Everything that comes out in ejaculated semen is not useful. . A typical ejaculate contains sperm cells, seminal plasma (fluid produced by the prostate and seminal vesicles), white blood cells, bacteria, dead cells, and other debris. Sperm washing removes this seminal fluid and debris, leaving concentrated, motile sperm ready for fertilisation.
Why Remove Seminal Fluid?
Seminal plasma contains compounds that:
Promote sperm survival in the vagina (irrelevant in IVF/IUI)
Can trigger immune reactions in the uterus (potentially reducing IUI success)

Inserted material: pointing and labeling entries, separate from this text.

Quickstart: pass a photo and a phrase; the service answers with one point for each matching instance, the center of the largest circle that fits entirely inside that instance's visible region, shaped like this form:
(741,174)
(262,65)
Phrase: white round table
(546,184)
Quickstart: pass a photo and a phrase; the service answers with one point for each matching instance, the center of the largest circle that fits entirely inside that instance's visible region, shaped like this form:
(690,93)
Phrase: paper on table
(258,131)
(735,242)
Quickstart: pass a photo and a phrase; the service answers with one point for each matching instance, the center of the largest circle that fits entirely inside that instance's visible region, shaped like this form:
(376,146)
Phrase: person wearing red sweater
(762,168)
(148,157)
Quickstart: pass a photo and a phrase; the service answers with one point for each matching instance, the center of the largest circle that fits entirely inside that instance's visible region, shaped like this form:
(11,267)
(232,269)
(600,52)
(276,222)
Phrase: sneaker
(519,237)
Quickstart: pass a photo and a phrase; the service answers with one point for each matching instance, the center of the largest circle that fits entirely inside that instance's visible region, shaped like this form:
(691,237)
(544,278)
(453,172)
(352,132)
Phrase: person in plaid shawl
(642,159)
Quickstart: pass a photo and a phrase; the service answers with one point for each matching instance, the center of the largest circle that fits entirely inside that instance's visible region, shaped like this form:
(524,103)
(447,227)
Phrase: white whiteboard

Contains bacteria and white blood cells that may reduce embryo quality if present during fertilisation
The presence of seminal fluid is less important in IVF since sperm are placed in culture media rather than directly with eggs. Sperm are inserted directly into the uterus during IUI, where seminal plasma may cause inflammation; elimination increases the likelihood of conception.
Sperm Washing Techniques
Different clinics use different methods:
Simple wash: centrifugation and resuspension in clean medium (basic, effective)
Swim-up: allowing sperm to swim into fresh medium, leaving debris behind (widely used, very effective)

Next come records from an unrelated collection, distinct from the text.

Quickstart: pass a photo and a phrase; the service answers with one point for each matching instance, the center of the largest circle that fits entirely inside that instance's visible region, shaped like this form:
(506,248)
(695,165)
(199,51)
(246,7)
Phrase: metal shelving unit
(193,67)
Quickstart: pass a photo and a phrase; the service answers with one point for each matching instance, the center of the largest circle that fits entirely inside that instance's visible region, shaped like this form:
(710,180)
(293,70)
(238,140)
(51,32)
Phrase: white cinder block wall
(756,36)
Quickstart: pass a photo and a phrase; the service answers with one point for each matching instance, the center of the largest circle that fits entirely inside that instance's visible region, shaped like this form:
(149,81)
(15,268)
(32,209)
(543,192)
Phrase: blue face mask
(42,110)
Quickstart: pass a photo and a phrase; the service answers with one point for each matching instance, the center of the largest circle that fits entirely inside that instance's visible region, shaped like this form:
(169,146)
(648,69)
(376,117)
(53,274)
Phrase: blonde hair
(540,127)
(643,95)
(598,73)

Density gradient: layering semen and separating by density; concentrates the most motile sperm
All methods produce clean, concentrated sperm. The choice depends on clinic resources and semen parameters. Poor semen samples (very low count, poor motility) may need specialised techniques like swim-up or gradient centrifugation. These couples should also consider ICSI if the ongoing treatment does not work.

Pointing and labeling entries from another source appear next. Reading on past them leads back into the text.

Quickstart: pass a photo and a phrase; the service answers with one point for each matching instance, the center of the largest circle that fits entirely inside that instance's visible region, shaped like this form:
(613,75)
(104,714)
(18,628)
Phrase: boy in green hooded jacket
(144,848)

Semen Parameters and Washing Decisions
Normal semen: standard washing is fine; no special technique needed
Low count (<5 million/mL): may need density gradient to concentrate remaining sperm
Very poor motility: swim-up may be preferred to select the most active sperm
Very low count and poor motility - may benefit only from ICSI. Microfluidics may help in sperm selection.
Samples with high WBC (white blood cells): standard wash; antibiotics may be given beforehand
Time Sensitivity
Freshly collected semen is washed immediately, typically within 1 hour of collection. If semen is frozen (previously frozen sample or donor sample), it's thawed, washed, and used within 1–2 hours. The goal is minimal delay from collection/thaw to fertilisation or insemination.
Q: Does washing reduce sperm count further?
A: Here’s an example - A sample with 20 million sperm might yield 8 to 10 million motile sperms after washing. It may appear that the count has reduced, but what the post-wash count shows is the actually useful sperms. This is why semen analysis is done before IVF/IUI, to ensure adequate post-wash numbers.
Q: Is sperm washing different for donor samples?
A: Slightly different—donor samples are frozen, so they're thawed first, then washed using the same techniques as fresh samples.